3. De brief van 4 juli 2019, waartegen het bezwaar van eiseres is gericht, heeft betrekking op het verbod om een niet toegelaten biocide te gebruiken. In de brief is eiseres erop gewezen dat zij een overtreding begaat van artikel 43, derde lid, van de Wgb. Verweerder heeft eiseres voor de vermeende overtreding van de Wgb geen boete opgelegd. Hieruit volgt dat niet de rechtbank Rotterdam maar het CBb bevoegd is om over dit beroep van eiseres te oordelen. Daarbij verwijst de rechtbank ook naar ECLI:NL:CBB:2021:587.
4. De rechtbank verklaart zich daarom onbevoegd.

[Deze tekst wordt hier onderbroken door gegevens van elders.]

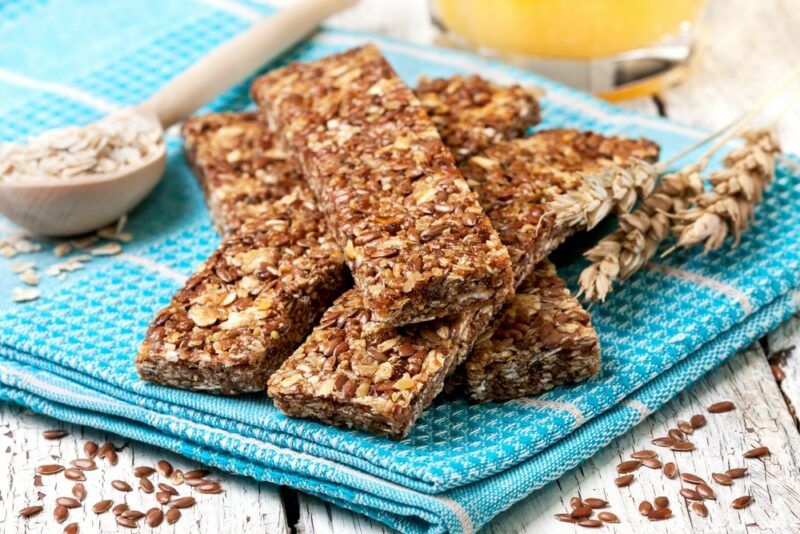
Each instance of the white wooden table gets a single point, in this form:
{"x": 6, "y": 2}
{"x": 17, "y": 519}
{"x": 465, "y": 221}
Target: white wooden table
{"x": 753, "y": 43}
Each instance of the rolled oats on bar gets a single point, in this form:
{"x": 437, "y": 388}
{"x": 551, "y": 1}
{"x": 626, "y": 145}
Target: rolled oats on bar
{"x": 514, "y": 182}
{"x": 414, "y": 236}
{"x": 542, "y": 339}
{"x": 244, "y": 175}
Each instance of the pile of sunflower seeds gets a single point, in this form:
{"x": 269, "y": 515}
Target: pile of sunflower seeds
{"x": 120, "y": 140}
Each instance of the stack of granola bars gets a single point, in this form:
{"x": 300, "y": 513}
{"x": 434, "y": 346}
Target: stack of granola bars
{"x": 378, "y": 243}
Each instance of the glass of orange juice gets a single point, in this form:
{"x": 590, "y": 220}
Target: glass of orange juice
{"x": 615, "y": 48}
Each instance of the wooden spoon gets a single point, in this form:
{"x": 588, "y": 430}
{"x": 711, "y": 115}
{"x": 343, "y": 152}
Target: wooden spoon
{"x": 69, "y": 206}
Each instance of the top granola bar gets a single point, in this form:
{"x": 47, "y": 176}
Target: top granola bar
{"x": 414, "y": 236}
{"x": 472, "y": 113}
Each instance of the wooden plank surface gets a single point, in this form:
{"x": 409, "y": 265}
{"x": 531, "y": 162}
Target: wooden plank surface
{"x": 248, "y": 506}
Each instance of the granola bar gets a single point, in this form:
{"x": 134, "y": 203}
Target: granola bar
{"x": 473, "y": 114}
{"x": 374, "y": 381}
{"x": 414, "y": 236}
{"x": 249, "y": 305}
{"x": 244, "y": 175}
{"x": 515, "y": 182}
{"x": 542, "y": 339}
{"x": 238, "y": 165}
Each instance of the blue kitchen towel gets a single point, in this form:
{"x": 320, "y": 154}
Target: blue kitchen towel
{"x": 70, "y": 353}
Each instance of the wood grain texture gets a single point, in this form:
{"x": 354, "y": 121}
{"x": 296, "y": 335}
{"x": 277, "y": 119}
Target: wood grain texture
{"x": 759, "y": 419}
{"x": 248, "y": 506}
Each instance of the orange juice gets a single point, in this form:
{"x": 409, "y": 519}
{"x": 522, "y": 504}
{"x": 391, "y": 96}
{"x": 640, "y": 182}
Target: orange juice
{"x": 574, "y": 29}
{"x": 580, "y": 42}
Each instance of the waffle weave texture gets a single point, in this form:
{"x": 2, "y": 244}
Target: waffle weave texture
{"x": 70, "y": 353}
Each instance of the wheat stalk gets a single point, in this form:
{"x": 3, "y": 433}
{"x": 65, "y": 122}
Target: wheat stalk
{"x": 728, "y": 207}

Het beroepschrift en de bijbehorende dossierstukken zullen, met toepassing van het bepaalde in artikel 6:15, eerste lid, van de Awb, worden doorgezonden naar het CBb.
5. Voor een proceskostenveroordeling bestaat geen aanleiding.

Beslissing

De rechtbank verklaart zich onbevoegd kennis te nemen van het beroep.
Deze uitspraak is gedaan door mr. E.R. Houweling, rechter, in aanwezigheid van mr. A.L. van der Duijn Schouten, griffier. De uitspraak is in het openbaar gedaan op 23 maart 2022.
griffier rechter
Afschrift verzonden aan partijen op:

Rechtsmiddel

Tegen deze uitspraak kan binnen zes weken na de dag van verzending daarvan hoger beroep worden ingesteld bij het College van Beroep voor het bedrijfsleven.